There’s something that is not being said during this pandemic.
As lockdown restrictions loosen and gatherings become more frequent, there is a population for whom nothing has changed.
The risk for complications for disabled/chronically ill individuals as well as seniors and their primary caregivers remains the same. As everyone strives to return to a semblance of the lives they once had, many are experiencing more loneliness and despair than at the beginning of this crisis.
These are communities that are already overlooked and forgotten under typical circumstances.
Now, with services reduced, strict isolation measures in place, and the same access challenges that were always present, many carry the weight of extra tasks and complex methods of care for themselves or a loved one while the world moves on without them. The same high-risk conditions remain with this virus with the added layer of managing daily tasks through a lens of loneliness and disregard.

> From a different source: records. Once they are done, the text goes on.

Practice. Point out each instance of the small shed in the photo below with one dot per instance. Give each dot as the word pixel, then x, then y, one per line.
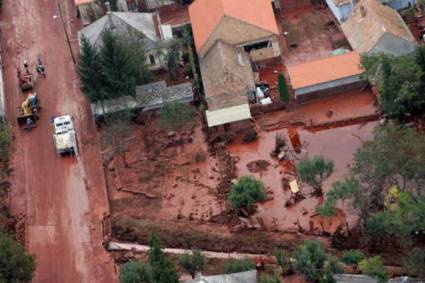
pixel 310 80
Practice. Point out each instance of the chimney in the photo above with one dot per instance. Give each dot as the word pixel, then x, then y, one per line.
pixel 108 7
pixel 362 11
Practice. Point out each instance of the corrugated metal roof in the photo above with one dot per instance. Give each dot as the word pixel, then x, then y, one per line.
pixel 315 72
pixel 228 115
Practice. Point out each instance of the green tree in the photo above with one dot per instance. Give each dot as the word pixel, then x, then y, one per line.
pixel 374 267
pixel 314 171
pixel 400 84
pixel 90 72
pixel 246 192
pixel 234 266
pixel 284 262
pixel 395 157
pixel 173 59
pixel 312 261
pixel 163 269
pixel 15 265
pixel 275 278
pixel 175 115
pixel 193 262
pixel 414 263
pixel 283 88
pixel 136 272
pixel 352 257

I want to remind those who are desperately trying to get back to their regular lives that as frustrating as it is for you to be cautious and to wear a mask and safely distance at social gatherings, it is doubly as painful for us to watch it happen without us.
The emotional torment of being left out and being left behind is unbearable some days.
While we are aware that everyone has been impacted, and that with the coming of the summer weather, being out and interacting with others is good for the morale—we are heartbroken when we are not considered.
We would love for some sensitivity at this time as we are stuck waiting for a vaccine before we can let our guard down. We would love for others to stand in solidarity with us: “If you hurt, we hurt. If you can’t be there, I won’t go. If you can’t join in, we will find a way to include you.”
Brushing aside and keeping hidden those who burden and bring you discomfort is what we did well before this pandemic, and it’s why so many systems crumbled and so many lives were lost.
Let’s not forget our frontline medical workers who haven’t seen their children and family members in months— making the sacrifice of a lifetime. Let’s acknowledge caregivers who have gone above and beyond to find safe ways to minimize their exposure to keep their clients safe. We wish it would include you, too, family and friends, who gather in larger groups forgetting that we are still here facing our vulnerability and mortality in complete isolation.
This isn’t a typical season.
The crisis is global, and it’s still very real for every one of us, no matter how much we believe we’re untouchable. This pandemic won’t last forever. Your sacrifices won’t be forever. But, we will forever remember who was there with us, in the trenches, giving up their conveniences and suffering along with us.